The troubling thought of oil sands devouring MGP volumes goes back to the time when a 134-page study was posted on the Internet as part of 8,650 pages of documents in support of MGP construction and environmental applications.

Done by research firms Nvigant Consulting and Energy and Environmental Analysis for the MGP co-venturers, it said bitumen development would be the strongest Canadian force driving a “fundamental mismatch” between gas needs and supply growth in North America, suggesting the MGP would not be able to keep pace with the acceleration of oil sands expansion.

But former Alberta Premier Ralph Klein, in tackling the issue at a 2006 conference, was adamant the oil sands would not have preferential access to gas from Northern Canada.

“There’s an idea out there that northern gas will go into a pipeline in the Mackenzie Delta and come out in Fort McMurray, to be sucked up entirely by the oil sands operations.
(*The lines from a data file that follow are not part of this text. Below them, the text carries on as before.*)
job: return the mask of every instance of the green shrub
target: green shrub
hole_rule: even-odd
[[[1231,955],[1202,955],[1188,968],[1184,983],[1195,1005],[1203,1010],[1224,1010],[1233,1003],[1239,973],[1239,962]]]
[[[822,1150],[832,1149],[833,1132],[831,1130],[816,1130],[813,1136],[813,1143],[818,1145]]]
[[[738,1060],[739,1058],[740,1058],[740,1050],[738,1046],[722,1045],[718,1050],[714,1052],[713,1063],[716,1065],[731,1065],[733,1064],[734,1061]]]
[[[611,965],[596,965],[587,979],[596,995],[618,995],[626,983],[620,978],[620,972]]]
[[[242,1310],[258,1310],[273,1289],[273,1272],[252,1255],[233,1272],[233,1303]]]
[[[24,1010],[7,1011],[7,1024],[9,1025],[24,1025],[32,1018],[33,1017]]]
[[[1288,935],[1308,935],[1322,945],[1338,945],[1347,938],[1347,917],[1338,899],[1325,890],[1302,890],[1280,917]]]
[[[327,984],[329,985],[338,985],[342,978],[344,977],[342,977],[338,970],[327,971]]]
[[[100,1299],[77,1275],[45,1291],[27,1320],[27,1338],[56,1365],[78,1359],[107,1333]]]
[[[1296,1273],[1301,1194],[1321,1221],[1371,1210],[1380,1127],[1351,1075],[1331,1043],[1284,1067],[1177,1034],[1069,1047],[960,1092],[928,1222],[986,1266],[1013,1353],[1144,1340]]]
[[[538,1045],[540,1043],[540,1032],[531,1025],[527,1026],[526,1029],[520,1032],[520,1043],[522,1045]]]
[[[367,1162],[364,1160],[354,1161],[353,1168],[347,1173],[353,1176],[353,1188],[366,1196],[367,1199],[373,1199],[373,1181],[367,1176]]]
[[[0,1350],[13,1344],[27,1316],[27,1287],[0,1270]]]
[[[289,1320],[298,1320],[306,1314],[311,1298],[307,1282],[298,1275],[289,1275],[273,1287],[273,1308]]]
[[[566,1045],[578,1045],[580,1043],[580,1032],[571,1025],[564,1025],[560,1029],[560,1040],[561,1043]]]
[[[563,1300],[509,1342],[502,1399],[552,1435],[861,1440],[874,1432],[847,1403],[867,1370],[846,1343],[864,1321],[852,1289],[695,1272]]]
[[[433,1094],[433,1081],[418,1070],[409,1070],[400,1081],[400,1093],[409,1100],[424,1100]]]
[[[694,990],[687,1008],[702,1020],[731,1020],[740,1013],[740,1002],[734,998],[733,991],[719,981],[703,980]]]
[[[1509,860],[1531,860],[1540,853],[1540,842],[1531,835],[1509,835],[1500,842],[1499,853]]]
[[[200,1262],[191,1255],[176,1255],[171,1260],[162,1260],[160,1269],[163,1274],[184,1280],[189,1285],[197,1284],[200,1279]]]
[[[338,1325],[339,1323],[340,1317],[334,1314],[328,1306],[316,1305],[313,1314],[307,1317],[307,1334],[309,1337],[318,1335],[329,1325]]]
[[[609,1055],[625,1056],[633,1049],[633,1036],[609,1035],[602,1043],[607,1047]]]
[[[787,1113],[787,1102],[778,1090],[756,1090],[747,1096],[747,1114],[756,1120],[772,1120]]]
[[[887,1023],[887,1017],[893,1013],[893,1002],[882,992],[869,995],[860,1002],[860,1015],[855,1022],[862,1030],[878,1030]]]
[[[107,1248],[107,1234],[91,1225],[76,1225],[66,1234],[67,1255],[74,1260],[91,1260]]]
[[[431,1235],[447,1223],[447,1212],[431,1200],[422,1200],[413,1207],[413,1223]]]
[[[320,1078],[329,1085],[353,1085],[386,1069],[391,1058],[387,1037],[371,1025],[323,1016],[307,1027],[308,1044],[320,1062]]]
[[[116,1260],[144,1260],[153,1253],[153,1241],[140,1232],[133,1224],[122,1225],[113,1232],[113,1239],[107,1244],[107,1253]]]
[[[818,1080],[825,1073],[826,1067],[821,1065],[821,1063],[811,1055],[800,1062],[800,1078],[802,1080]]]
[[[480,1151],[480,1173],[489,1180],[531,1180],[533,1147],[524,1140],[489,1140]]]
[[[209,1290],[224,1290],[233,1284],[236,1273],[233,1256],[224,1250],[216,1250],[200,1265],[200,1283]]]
That’s not the case,” he said.

While some of the buyers of Arctic gas might be oil sands operators “they’re already going ahead with their expansions without waiting for this pipeline,” he said.

Just as important as the oil sands’ need for gas, Klein said gas from the Mackenzie Delta and North Slope offered the potential to meet Alberta’s dream of building state-of-the-art refining and processing, massive storage facilities and a world-scale petrochemical industry to deliver value-added products to North American and Asian markets.

As the Mackenzie and Alaska projects edge their way towards the starting gate, the debate about where gas from those pipelines should, or must end up is likely to get a wider airing.

But one analyst, who asked not to be identified, said tracking gas from both sources to a final destination will be as difficult as complying with looming U.S. regulations to bar “dirty” crude from the oil sands crossing the border into the U.S.

“What the Americans should try to do is ensure that if 4.5 bcf per day enters a pipeline on the North Slope, an identical volume of incremental gas reaches the Lower 48,” he said.